The impact of the election on the Property Market and Housing Finance
Labor's policy to remove negative gearing on investment purchases of pre-owned properties from 2020 has impacted property investor appetite and property prices. See Chart 1.
Since the introduction of negative gearing, the share of investor ownership has more than doubled. See Chart 2.
The reaction of the RBA will be important to counter the ‘wealth effect’ of falling property prices on consumer spending and the Australian economy.
The wholesale capital market (where lenders source their funds) is expecting the RBA to hold rates and possibly reduce rates over the next 3 years. This has resulted in lenders being able to offer 2-3 year fixed rates at close to variable rates.
The current market suggests a buying opportunity for owner occupiers which has not been seen since the GFC. See Chart 1.
With the lead into the federal election, we thought that it is important to provide you with some commentary on the impact on property market under a Labor elected government, in particular, the impact of abolishing negative gearing on investment purchases of pre-owned properties from 2020.
It can be observed from loan application data, that Labor's policies and lending restrictions have already impacted investor appetite.
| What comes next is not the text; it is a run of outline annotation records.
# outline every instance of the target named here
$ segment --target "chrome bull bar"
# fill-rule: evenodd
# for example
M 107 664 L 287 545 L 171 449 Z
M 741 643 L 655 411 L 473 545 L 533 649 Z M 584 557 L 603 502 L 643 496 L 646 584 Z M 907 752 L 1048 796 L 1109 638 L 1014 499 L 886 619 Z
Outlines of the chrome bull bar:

The share of investor loan application for purchases has reduced to 27% from a peak of 40% in 2015.
The current market suggests an opportunity for owner occupiers (in particular, first home buyers) who previously had been priced out of the market. The last time investor appetite reduced to this level was in 2009. See Chart 1.
From a historical perspective, negative gearing was introduced in 1985 by the then Labor government in an attempt to promote the building of new dwellings. Despite this, the investment benefits of negative gearing have been promoted across existing properties as well. As a consequence, Labor considers that the cost of negative gearing on the federal budget now outweighs its social benefits.
Regardless if you agree with Labor, it is clear that investment ownership as a share of total ownership, has more than doubled since the introduction of negative gearing. See the Chart 2.
It will be interesting to see where property values will go from here. Labor's proposals have been structured so that negative gearing will still apply to property purchasers prior to 2020. As a result, existing investors will not become forced sellers. However, there is a question mark whether there will be buyer support at current property prices going forward if Labor is elected. It is possible that without negative gearing, property prices and rental yields will need to adjust to a level that attracts investors back into the market or persuades renters to buy. Some commentators consider this has already occurred in property markets where rental yields have increased and investor loan applications are lower. See Chart 3 and Chart 4
From a finance perspective and with the Royal Commission now behind us, it is expected that the banks will be under pressure to relax their credit policies to increase the amount of loans.
The RBA is also conscious of the impact of property values on the economy through the wealth effect. The wealth effect is the concept that consumers spend based upon how wealthy they feels, in particular, about the value of their property. Given property investment is significant (there are 1.3 million taxpayers with negative gearing), the RBA has recently changes its stance away from increasing rates over the near term.
The wholesale capital market (where lenders source their funds) is expecting the RBA to not increase interest rates and possibly reduce interest rates over the next 3 years. As a result, lenders are now able to provide 2-3 year fixed rates at close to current variable interest rates.
This would seems like a favourable property market and financing environment for first home buyers and we wish you luck with your property hunting.
Disclaimer: This article is an observation of the credit market and other commentators views on the property market . This should not be construed as financial advice.